The winner of the “Muscle Memory Poll from my last post is NOT Madonna, although she did get 20% of the vote.
The winning Super Bowl vote(s) for best display of muscle memory* during the big game were split evenly between the Manningham catch (40%) and the Bradshaw touchdown run (40%). Unfortunately, NFL Films pulled the videos off of YouTube shortly after posting this poll so you can’t go back to the last post to review each play but we can get inside the huddle and replay what was happening on the field courtesy of interviews conducted after the game by reporters for Giants.com
According to the an interview with Eli Manning, here’s what went on in the huddle and what he was yelling to Ahmad Bradshaw on the final scoring play: “I just yelled, ‘Don’t score! Don’t score!’ Obviously, he heard me (because) he thought about it. I know it’s tough for a running back. They see a big hole right there going for a touchdown (and muscle memory almost drives them on autopilot to get in the end zone*). I think something almost had to pop into his head like something was up. This is a little bit too good to be true. I am yelling, and he obviously had heard me. He thought about kind of going down, but I think he didn’t quite know what to do. He said, ‘Hey, I have a touchdown, I am going to take it.’ I am glad he did.”
Eli Manning also commented on the great catch by Manningham and if he thought his pass late in the fourth quarter was one of the best throws of his career. Here’s what Giants.com reports Eli said: “I’m not good at ranking my throws. Obviously, it was a Super Bowl and a tight throw, but I didn’t have any questions. I felt the safety was inside. I wasn’t worried about whether it would be an interception or a dangerous throw when the ball was released. I saw a window. I felt confident about it. I didn’t think much about it. I just saw where Mario (Manningham) was and knew the timing. A lot of those throws are muscle memory. You don’t think about how far to throw it or what to do. You see your receiver, you step, you make the throw and hopefully you put it in a good spot where he can catch it. He made a great play.”

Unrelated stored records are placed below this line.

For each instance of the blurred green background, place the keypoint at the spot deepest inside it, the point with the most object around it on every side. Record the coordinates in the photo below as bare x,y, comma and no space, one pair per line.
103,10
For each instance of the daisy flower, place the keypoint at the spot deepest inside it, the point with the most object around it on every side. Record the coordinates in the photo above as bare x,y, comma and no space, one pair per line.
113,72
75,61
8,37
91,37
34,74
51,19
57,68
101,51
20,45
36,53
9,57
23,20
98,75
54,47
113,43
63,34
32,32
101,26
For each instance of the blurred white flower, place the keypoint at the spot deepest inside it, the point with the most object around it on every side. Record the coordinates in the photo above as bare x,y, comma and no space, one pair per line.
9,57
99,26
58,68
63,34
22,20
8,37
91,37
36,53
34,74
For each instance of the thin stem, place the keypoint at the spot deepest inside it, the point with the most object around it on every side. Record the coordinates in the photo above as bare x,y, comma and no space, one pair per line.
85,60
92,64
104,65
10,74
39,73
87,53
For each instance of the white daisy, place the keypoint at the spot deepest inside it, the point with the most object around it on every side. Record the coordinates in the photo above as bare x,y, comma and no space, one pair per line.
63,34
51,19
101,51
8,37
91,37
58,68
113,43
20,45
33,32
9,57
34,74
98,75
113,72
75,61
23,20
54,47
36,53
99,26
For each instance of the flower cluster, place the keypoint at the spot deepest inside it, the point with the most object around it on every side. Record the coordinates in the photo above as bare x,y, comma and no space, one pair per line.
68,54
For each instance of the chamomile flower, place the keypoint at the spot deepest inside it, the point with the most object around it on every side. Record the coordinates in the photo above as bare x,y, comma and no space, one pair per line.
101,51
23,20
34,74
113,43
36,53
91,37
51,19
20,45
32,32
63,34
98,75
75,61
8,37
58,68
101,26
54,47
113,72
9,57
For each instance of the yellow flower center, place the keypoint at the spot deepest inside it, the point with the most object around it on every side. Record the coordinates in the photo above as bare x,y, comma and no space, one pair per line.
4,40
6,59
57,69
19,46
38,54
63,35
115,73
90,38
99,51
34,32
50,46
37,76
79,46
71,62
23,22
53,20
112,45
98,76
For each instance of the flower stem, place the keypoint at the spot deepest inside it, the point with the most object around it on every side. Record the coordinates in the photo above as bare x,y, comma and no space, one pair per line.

What the heck does this have to do with stroke recovery?
Successful stroke recovery requires an adequate stimulus or volume of “work in” to drive change. This input or training effect restores or retrains that same muscle memory and makes tasks more fluid or automatic. In a previous post I described how stroke patients must develop a new mindset to be successful. They must think of their rehab as preparing with the same mindset as an athlete would before going to the Olympics.
Just as an athlete would use an expert coach to design and oversee an appropriate training protocol, the stroke survivor should team up with a PT that has developed an arsenal of therapy skill sets. The therapist also should have a working knowledge of the new research in training intensity and frequency as it relates to neuroplasticity. The PT Coach should also be up to date on new EMG, FES and combined biofeedback and gaming technologies to maximize their patients home training program and to help provide enough stimulus and volume of work required to rewire the brain.
“Performing 2 sets of 10 reps once per day is not going to get you to the Olympics and it certainly is not going to prepare you for your return to the best possible outcome post stroke!”- David Dansereau, Stroke Survivor and Physical Therapist
[*Sidebar] Because I write this column I get to cast the tie breaking deciding vote. I vote for the Touchdown. Bradshaw had every muscle fiber trained to go for the end zone ever since the day he started practicing as a youth. With all those years of practice, it was entirely unnatural to stop and fall at the goal line despite Eli yelling at him to get down. Survivors take note, Fall or Walk – your choice- now go practice!
*Muscle memory as defined in Wikipedia has been used synonymously with motor learning, which is a form of procedural memory that involves consolidating a specific motor task into memory through repetition. When a movement is repeated over time, a long-term muscle memory is created for that task, eventually allowing it to be performed without conscious effort. This process decreases the need for attention and creates maximum efficiency within the motor and memory systems.